When it comes to the coronavirus, city, county, and state leaders have constantly repeated how important social distancing is when it comes to combatting the novel coronavirus. Still, according to new data, Houston and Texas residents as a whole seem to be failing at the idea of social distancing.
Unacast, a Norway-based software company has released an interactive scoreboard that grades areas on their ability to social distance during the pandemic. According to this data, Harris County and Texas residents have an “F” grade when it comes to social distancing.
The scoreboard includes data for counties across the country. It generates an overall social distancing grade that is based on three things. It looks at the change in the average amount of travel, the change in visitation that occurs at non-essential venues, and the change in human encounters. The metrics used to determine the grades were compiled using anonymous smartphone location date from millions of smart phone users.
The information that was looked at was compared to a pre-pandemic timeline that included the weeks of February 10 through March 8. The human encounters metric that was used shows the chance that two devices were in the same place, at the same time.
According to the latest data, Harris County receives a “D” for the amount of distance traveled and an “F” in the reduction of non-essential visits.
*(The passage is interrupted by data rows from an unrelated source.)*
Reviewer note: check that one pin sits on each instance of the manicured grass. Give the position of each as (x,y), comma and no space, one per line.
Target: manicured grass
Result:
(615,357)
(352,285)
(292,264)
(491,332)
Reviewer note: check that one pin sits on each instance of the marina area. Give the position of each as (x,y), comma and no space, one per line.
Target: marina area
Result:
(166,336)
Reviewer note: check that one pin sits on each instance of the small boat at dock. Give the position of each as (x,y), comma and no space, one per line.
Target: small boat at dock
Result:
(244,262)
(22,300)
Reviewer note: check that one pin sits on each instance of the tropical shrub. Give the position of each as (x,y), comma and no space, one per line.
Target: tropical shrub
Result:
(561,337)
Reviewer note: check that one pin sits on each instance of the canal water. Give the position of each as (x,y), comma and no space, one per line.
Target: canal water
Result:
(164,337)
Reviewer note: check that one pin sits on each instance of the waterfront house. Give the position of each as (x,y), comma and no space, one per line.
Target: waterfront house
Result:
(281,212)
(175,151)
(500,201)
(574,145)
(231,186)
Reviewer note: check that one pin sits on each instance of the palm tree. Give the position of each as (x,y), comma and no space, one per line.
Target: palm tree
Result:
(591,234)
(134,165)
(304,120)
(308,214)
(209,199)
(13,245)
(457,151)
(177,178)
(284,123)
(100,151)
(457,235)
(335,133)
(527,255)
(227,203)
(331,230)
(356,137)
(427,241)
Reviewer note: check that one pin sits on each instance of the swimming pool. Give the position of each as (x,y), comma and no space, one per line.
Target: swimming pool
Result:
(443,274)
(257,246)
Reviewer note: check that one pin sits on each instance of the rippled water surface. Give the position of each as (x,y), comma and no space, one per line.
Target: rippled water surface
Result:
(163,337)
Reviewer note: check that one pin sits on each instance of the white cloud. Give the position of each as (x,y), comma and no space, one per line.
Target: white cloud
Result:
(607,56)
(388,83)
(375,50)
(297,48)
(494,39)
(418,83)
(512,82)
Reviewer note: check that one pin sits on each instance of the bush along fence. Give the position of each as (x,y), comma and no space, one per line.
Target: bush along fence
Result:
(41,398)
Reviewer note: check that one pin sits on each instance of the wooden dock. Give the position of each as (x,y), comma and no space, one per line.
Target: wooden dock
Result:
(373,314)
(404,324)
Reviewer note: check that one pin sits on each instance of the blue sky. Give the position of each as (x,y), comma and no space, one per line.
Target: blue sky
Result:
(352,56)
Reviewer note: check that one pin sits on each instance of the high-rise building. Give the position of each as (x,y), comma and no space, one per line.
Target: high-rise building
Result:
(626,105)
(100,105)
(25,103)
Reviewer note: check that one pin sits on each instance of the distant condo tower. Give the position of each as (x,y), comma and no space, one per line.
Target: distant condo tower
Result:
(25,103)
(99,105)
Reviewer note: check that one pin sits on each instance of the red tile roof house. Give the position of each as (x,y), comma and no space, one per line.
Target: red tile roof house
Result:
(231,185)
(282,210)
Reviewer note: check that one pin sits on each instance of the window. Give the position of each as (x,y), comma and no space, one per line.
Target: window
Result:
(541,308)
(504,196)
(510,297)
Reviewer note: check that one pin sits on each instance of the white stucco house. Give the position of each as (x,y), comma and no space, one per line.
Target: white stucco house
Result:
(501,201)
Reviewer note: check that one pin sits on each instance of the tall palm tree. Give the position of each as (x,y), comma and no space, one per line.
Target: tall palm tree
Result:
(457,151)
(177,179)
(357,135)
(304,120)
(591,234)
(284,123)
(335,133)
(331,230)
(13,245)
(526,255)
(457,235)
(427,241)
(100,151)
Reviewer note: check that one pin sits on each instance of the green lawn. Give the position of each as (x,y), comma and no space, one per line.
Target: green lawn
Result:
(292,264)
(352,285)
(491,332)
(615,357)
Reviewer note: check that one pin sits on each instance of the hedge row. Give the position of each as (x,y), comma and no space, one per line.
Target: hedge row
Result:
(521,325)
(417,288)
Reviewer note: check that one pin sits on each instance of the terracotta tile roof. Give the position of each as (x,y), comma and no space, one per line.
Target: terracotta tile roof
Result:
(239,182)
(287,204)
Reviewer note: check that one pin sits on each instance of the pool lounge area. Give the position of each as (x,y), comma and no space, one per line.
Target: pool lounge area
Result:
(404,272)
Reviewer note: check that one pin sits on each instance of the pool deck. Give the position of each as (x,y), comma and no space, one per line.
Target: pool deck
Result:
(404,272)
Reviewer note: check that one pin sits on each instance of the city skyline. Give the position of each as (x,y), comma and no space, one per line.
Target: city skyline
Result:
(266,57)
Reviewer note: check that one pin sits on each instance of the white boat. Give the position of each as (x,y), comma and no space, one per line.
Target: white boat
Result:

They also received an “F” for the number of human encounters. This leads to an overall “F” grade when it comes to social distancing. This data spiked when the state began reopening on May 1.
The “F” grade is a drastic drop from the “A” that Harris County had back at the end of March.
Many other Greater Houston-area counties also received an “F” in social distancing. Those counties include Brazoria, Chambers, Fort Bend, Galveston, Liberty, Montgomery, and Waller.
You can find new updates to Unacast on a daily basis. This information as based on data that was available as of May 19.